A bit of a deviation from the normal posts, I've just released an unpacker tool for the Steam edition of the game STEINS;GATE. It can be used to extract the raw files out of the game's proprietary mpk archives. The game itself is not really my kinda thing, but a friend wanted an obscure track* from it and - given it's the holidays - the challenge of reverse engineering a proprietary data format was too good to pass up.

As it turns out, the MPAK format is super simple. I hadn't done anything like this before, but the hex editor in Visual Studio and the excellent output capabilities of LINQPad made it a breeze. The format appears be as follows:

0x00000000 format indicator (always 'MPK')  
0x00000008 entry count (short)  
0x00000040 start of entry listings (length is 256b per entry)  
0xnnnnnnnn start of data (follows the listings)  

The entry listing format is:

# offsets relative to the beginning of the listing
0x00000000 unknown, always 0?  
0x00000008 offset indicator  
0x00000010 length  
0x00000018 length (same as previous)  
0x00000020 filename (up to 224 bytes)  

My guess is that the two lengths are intended to differentiate between compressed and uncompressed size, and that the first unknown flag is meant to indicate whether the file is compressed, but none of the files I was given to test exhibited this.

The unpacker has a few command line flags that you can use to control what is extracted, and it looks like much of the content is in known formats, like .ogg for the audio and .png for the backgrounds. So, if you happen to need an unpacker for STEINS;GATE, now you have one!

* The track ended up being BGM23, which I actually really like.
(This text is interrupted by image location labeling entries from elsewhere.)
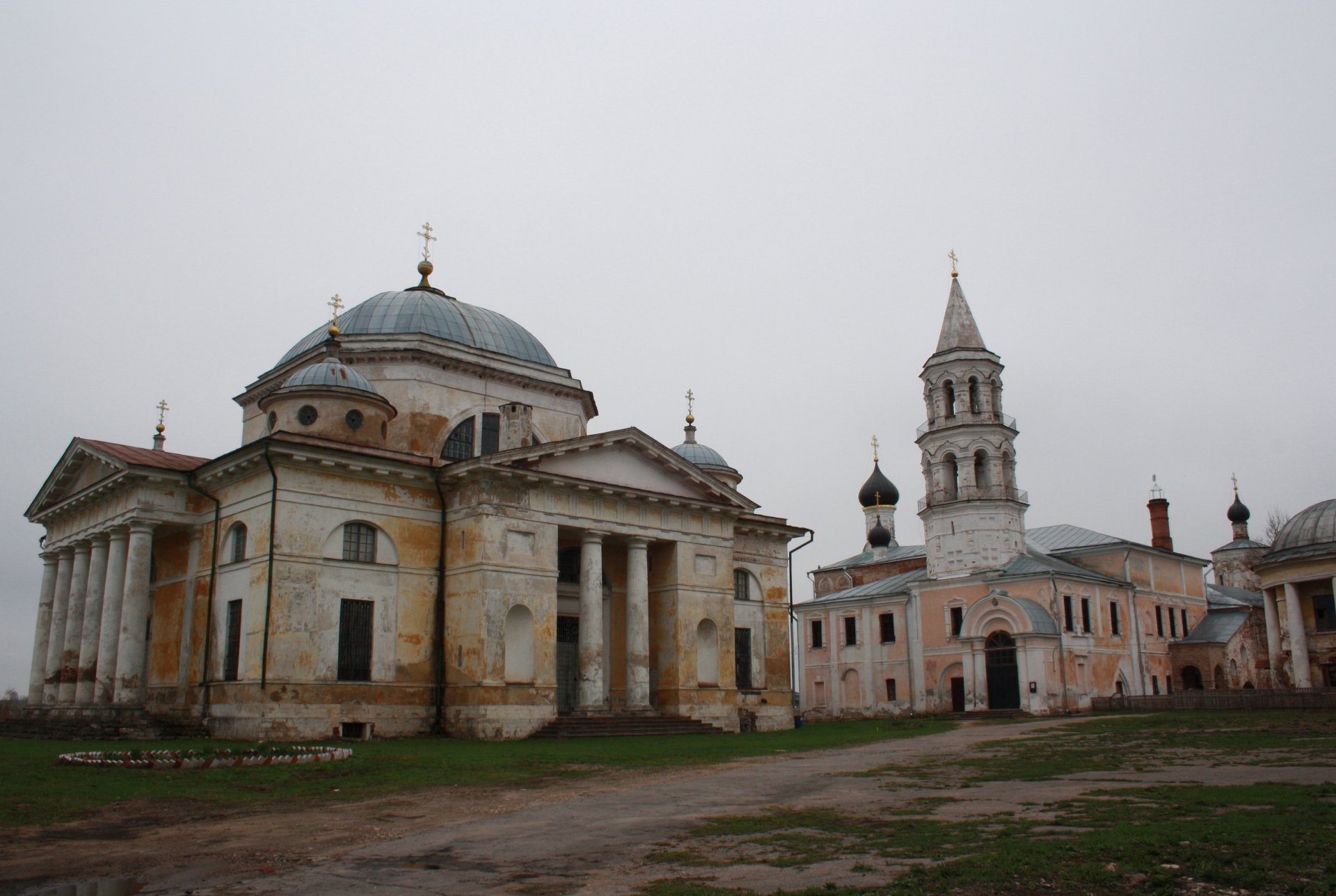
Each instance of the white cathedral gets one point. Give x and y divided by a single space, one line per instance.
418 534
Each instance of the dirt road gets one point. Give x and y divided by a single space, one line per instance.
585 836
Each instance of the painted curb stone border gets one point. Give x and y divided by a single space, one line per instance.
161 760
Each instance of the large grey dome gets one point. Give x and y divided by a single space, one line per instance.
1308 531
436 314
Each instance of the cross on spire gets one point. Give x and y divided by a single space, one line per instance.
427 242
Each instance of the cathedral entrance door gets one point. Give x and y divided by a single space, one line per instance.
1003 678
568 662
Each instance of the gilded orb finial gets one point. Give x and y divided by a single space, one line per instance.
335 306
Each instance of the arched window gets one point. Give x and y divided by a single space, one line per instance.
360 543
459 447
237 541
952 477
518 644
707 653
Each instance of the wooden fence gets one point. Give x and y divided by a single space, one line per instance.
1247 698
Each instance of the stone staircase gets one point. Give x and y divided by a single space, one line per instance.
623 726
103 724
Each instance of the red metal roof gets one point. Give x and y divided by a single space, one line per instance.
148 457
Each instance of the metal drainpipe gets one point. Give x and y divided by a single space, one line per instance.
437 728
1063 656
269 576
213 577
793 618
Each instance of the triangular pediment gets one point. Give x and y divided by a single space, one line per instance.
626 460
79 469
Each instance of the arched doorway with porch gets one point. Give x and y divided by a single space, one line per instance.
1002 673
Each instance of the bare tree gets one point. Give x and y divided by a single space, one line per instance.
1276 520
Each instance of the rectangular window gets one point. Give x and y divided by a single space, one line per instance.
354 640
233 656
360 543
491 434
1324 614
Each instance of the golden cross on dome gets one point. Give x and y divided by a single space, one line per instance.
427 242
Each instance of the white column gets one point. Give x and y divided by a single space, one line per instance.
1269 605
1298 640
91 636
134 616
589 694
109 639
40 639
637 624
74 623
56 640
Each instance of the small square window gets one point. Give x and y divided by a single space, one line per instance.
360 543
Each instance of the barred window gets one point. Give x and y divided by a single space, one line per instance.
459 447
238 543
360 543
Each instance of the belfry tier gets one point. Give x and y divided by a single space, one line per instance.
973 514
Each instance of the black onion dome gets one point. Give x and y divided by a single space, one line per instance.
878 490
1237 512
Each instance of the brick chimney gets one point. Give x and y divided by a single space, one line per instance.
516 426
1160 536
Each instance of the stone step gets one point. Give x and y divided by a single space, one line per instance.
567 727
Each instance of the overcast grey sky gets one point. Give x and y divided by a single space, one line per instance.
750 199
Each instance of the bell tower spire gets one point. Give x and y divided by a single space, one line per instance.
973 514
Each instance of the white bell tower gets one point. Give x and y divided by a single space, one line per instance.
973 514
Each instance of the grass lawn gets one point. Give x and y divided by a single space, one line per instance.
36 790
1169 839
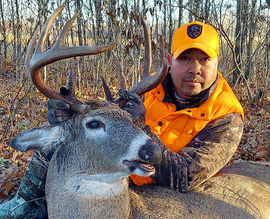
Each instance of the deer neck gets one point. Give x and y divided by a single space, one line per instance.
102 195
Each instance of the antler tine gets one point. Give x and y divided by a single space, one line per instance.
121 76
57 52
149 82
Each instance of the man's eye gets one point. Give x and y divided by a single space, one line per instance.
94 125
184 58
204 59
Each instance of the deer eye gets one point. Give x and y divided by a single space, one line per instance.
94 124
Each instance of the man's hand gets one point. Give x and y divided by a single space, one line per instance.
58 111
134 105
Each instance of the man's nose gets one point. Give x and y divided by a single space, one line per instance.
195 68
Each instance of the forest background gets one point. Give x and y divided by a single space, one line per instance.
243 27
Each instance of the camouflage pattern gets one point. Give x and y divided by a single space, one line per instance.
29 201
208 152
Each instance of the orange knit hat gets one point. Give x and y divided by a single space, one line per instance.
195 35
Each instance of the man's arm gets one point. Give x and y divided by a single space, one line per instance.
207 153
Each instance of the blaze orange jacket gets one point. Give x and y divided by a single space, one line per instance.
177 128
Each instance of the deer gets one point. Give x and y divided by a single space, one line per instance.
99 147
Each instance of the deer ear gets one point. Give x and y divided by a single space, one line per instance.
42 139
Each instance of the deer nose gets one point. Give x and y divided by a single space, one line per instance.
150 152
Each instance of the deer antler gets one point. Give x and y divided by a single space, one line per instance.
40 58
147 82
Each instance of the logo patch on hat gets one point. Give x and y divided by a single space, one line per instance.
194 30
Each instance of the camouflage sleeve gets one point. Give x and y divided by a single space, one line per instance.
208 152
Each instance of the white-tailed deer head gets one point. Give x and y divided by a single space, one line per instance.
95 150
99 147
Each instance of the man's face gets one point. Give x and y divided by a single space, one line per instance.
192 72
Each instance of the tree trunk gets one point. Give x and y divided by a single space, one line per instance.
4 30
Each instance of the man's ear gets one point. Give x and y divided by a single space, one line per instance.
169 58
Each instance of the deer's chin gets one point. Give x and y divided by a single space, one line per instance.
139 168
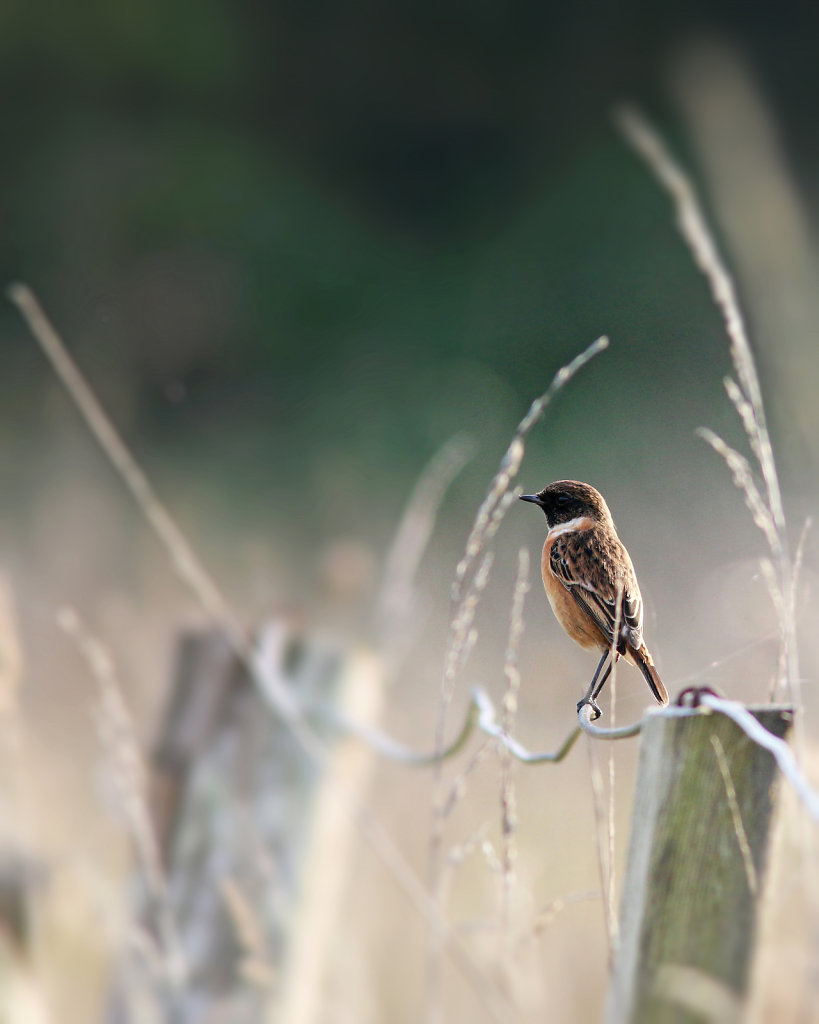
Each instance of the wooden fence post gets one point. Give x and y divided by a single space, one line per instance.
254 849
696 863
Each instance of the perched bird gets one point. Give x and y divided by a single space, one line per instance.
590 582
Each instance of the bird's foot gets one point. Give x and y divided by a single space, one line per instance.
596 713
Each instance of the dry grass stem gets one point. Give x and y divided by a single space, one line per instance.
510 705
510 464
192 573
181 555
745 393
547 915
415 529
255 965
467 588
736 816
126 768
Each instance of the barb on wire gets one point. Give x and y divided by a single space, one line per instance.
779 748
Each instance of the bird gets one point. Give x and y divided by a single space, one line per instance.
591 584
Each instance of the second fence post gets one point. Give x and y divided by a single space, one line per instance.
696 864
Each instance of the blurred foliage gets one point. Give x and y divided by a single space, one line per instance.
299 235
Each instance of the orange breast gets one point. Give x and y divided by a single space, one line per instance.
577 624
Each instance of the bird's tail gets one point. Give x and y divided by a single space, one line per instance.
646 666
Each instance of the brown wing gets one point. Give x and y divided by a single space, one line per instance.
594 566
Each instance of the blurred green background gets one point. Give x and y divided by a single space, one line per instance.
298 246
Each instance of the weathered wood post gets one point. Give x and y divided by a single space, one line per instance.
700 829
255 850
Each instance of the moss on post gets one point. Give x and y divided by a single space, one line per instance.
696 861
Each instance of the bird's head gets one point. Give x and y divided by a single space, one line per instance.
567 500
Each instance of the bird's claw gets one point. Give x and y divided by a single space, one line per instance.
596 713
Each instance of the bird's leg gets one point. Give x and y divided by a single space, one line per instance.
603 678
594 687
After some more searching, I found a script for a tool called QuickBMS apparently written by one of the game's developer. It confirms the hypothesis that the initial entry indicator determines whether the files are compressed and that one of the lengths is the compressed size, and that I was more or less on the money with the format. QuickBMS looks like the right approach to this kind of extraction en-masse but this was a fun task nonetheless!